L'accès existait déjà avant, mais la loi Pacte de 2019 a nettement accéléré et démocratisé ce mouvement, en cherchant à orienter davantage d'épargne des particuliers vers le financement des entreprises non cotées. Depuis, les tickets d'entrée ont fortement baissé, rendant le private equity accessible à un public bien plus large qu'auparavant, historiquement réservé aux institutionnels et aux très grandes fortunes.
Quel est le montant minimum pour investir dans un FCPR grand public ?
Les tickets d'entrée observés varient généralement entre 1 000 € et 10 000 € selon les contrats et les sociétés de gestion, un montant sans commune mesure avec les tickets historiques du private equity institutionnel, souvent chiffrés en centaines de milliers d'euros.

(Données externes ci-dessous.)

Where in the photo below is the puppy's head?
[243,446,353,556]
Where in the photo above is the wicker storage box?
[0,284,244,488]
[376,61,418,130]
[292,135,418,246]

Qu'est-ce qu'un FCPR exactement ?
Un fonds commun de placement à risques, qui doit investir au moins 50 % de son actif en titres de sociétés non cotées en bourse. Il est agréé par l'Autorité des marchés financiers (AMF) et constitue, avec les FPCI réservés à des investisseurs plus avertis, le véhicule principal d'accès au capital-investissement pour un particulier.
Combien de temps mon argent reste-t-il bloqué dans ce type de fonds ?
En pratique, souvent entre 6 et 10 ans, le temps que la société de gestion investisse dans des entreprises non cotées, les accompagne dans leur développement, puis revende ces participations pour restituer le capital aux souscripteurs. Ce type de placement n'offre aucune sortie anticipée simple, contrairement à un ETF ou une action cotée.
Quel est le principal risque à connaître avant d'investir ?
Le risque de perte en capital, lié à la nature même des entreprises non cotées financées : plus jeunes, moins matures ou en phase de développement, avec un taux d'échec significatif sur l'ensemble d'un portefeuille de participations. La performance globale d'un fonds dépend de la capacité de quelques belles réussites à compenser les échecs des autres lignes, un mécanisme qu'il faut accepter avant de s'engager.